Q&A: Jeremy R.C. Cox, JetBrokers Inc.
Jeremy R.C. Cox, vice president of JetBrokers Inc. believes that respect is everything in the aircraft sales business.
Why did you become an aircraft broker?
“It was never my aspiration, or plan to do so, however I was invited to join JetBrokers back in 1999, while I was selling aviation maintenance, modifications and systems for a St. Louis-based FBO and CRS. I was made part-owner of JetBrokers shortly after coming on board here and I have never looked back. This is a truly amazing sector of the business and general aviation industry. I am ruined for life!
“It is, however, very unfortunate that there is no government oversight, or licensing requirements in-place for professional aircraft brokers. All that is perceived to be required to become an aircraft broker is a pilot’s licence. This is so far from the truth though (in my opinion.) If there was proper licensing in effect, I would be willing to re-qualify ever three-months if necessary.
“The truth is: even though there are hundreds of thousands of people that identify themselves as an aircraft broker, there is probably only two hundred or less individual brokers (not companies) that transact 80 per cent of the total number of aircraft bought and sold every year. So going back to your question, I believe that you can’t really just become a broker, instead you have to either be invited into this business, or you have to have a serious aviation background behind you before you can enter this segment of the aviation industry.”
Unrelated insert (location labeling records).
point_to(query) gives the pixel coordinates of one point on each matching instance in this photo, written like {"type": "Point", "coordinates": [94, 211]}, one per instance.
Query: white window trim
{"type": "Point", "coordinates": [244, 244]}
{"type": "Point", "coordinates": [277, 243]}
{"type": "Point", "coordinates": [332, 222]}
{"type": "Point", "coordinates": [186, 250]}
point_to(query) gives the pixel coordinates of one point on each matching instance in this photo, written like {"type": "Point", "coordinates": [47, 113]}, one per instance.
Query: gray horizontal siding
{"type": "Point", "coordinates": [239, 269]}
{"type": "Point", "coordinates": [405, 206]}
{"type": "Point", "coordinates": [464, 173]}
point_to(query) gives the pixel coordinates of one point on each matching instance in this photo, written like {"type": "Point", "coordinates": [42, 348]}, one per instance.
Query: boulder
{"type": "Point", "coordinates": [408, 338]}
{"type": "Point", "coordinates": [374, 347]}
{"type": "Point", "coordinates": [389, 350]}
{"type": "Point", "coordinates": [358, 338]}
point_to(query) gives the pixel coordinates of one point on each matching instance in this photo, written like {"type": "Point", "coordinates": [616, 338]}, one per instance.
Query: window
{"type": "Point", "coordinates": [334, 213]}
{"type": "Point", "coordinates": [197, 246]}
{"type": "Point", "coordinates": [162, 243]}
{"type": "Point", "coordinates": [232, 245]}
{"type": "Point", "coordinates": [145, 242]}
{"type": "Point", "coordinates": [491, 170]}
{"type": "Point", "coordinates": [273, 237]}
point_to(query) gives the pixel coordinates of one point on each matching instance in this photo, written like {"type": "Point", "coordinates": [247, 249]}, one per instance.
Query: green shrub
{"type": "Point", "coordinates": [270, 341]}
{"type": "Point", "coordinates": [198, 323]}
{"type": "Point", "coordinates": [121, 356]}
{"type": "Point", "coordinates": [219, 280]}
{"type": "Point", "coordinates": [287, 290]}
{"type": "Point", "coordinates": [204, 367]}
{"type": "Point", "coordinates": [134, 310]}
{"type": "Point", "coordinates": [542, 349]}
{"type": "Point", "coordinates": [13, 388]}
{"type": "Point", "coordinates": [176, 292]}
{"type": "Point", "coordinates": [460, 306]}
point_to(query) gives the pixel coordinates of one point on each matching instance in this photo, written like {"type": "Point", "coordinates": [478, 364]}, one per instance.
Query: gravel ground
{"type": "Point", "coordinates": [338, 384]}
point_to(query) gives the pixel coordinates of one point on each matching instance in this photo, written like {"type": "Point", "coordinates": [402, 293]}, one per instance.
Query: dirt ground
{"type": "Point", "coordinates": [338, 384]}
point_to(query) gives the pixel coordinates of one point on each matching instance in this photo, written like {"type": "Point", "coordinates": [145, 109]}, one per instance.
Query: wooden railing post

What was the first aircraft you sold?
“A King Air F90 at JetBrokers. Before that, I did sell a Piper Arrow about 15 years before I was a broker.”
What is your favourite aircraft?
“Goodness what an interesting question, as there are so many. If you push me then I have to say that the Falcon 7X is right at the top of my list.”
Do you have a pilot’s license?
“Yes. Commercial, multi, instrument. I don’t fly much anymore though. I am more active as an A & P, IA….all for fun.”
How many aircraft do you sell per year?
“At JetBrokers we do 30-40 a year. I personally sell anywhere between five and seven. I did do 10 one year.”
Do you think you could sell anything?
“That would be pretty arrogant, don’t you think? The ‘art of the deal’ is to make sure that both parties (buyer and seller) are happy with the transaction. My role as a broker is to educate both parties, add balance to the relationship between both parties and to often act as the grease between the metal-plates, which often the buyer and seller act like they are. I am there to keep communications on an even keel and to prevent any friction that might occur due to personality and perspective differences that each party might have. If I am not knowledgeable and educated – expertly on the product that I am selling – then I can’t do the best job possible, therefore believing that I can sell anything is delusional.”
What is the difference between a good broker and a bad broker?
“Respect, knowledge, ethics, honesty and a firm conviction to always do the right thing. The high-road must always be taken. The only thing that professional aircraft brokers have in this industry is their reputation. You lose this, then you lose everything.”